Regrettably, the Chinese tax authority has no obligation to make a determination on taxability. In most cases, the offshore seller and the "establishment or place" are not able to determine whether the indirect transfer is taxable in China within the prescribed time limit. As Public Notice 7 does not address this point, there is uncertainty whether the tax authorities will recognise the tax paid in prior indirect transfers when determining the tax basis in subsequent direct or indirect transfers.

In conclusion

Although Public Notice 7 seems to suggest that only those situations will be taxable where the value, or income producing capacity, of the Chinese assets exceeds that of any non-Chinese assets included in an indirect transfer, there is, unfortunately, still uncertainty how this will play out if one, or more, intermediary holding companies in a structure are relatively passive companies. It is not helpful that the SAT is not required to state its view as to whether an indirect transfer is taxable or not. This presents significant risks for the buyer and uncertainty for the seller. If an indirect transfer of Chinese assets lacks sufficient bona fide commercial purpose, the seller is still liable for the income tax liability on the sale and he is required to report the same to the SAT. What is new is that the purchaser now has a withholding and reporting obligation and can be liable if the seller does not pay the tax. This is problematic as there will now need to be an overt discussion on the amount of the tax that is to be paid and therefore, the amount that is withheld (or held in escrow), previously something that sellers in practice were generally very reluctant to discuss with purchasers.

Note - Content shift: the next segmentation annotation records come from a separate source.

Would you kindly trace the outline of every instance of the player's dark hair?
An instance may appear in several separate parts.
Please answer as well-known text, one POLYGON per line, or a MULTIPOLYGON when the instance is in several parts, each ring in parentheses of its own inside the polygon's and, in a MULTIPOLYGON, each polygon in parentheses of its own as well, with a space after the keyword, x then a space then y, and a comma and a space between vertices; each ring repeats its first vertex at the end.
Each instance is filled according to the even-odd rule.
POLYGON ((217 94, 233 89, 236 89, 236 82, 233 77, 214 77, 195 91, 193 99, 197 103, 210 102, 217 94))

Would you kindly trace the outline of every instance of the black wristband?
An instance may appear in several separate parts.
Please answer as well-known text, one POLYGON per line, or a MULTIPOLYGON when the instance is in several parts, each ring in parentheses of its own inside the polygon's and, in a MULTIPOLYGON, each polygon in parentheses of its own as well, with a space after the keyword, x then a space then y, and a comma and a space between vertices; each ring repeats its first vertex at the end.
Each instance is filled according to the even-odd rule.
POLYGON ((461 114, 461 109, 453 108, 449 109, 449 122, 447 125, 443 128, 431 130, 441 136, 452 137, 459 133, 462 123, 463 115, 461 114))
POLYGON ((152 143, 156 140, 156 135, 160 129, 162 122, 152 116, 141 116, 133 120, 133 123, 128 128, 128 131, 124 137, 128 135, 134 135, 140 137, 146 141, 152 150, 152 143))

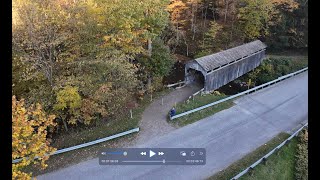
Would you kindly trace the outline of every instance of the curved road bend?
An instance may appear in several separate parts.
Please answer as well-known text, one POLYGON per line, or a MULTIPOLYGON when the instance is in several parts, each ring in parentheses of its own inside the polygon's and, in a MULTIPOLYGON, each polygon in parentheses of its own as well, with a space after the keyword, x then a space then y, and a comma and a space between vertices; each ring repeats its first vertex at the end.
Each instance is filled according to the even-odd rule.
POLYGON ((138 147, 202 147, 204 166, 99 166, 92 159, 42 179, 205 179, 308 119, 308 72, 243 96, 236 105, 138 147))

Purchasing parties will need to amend their Sale and Purchase Agreements to reflect the new withholding and reporting obligations in order to protect themselves when they acquire assets which are subject to Public Notice 7. We have typically advised purchasers to agree in advance on an informal basis with the tax authorities what the tax liability is and withhold that amount from the purchase price. In addition, the purchaser needs an indemnity from the seller if the taxable amount is higher than the original estimate.

Investors should keep sufficient evidence on record to substantiate the reasonable commercial purpose criteria, including minutes of board of directors meetings, shareholders meetings and correspondence with the Chinese tax authority, if any.

Footnotes

1. Generally, nowadays, it is not permissible for Chinese real property to be owned by a foreign incorporated company as real property must generally be held by a Chinese incorporated company. Public Notice 7 would apply if the foreign seller would sell the shares of the foreign holding company owning the Chinese property company.

2. The documents required to voluntarily report the indirect transfer include: (i) equity transfer agreement, (ii) corporate ownership structure charts before and after the equity transfer, (iii) prior two years of financial and accounting statements for all intermediate holding companies, and (iv) a statement that the indirect transfer is not taxable.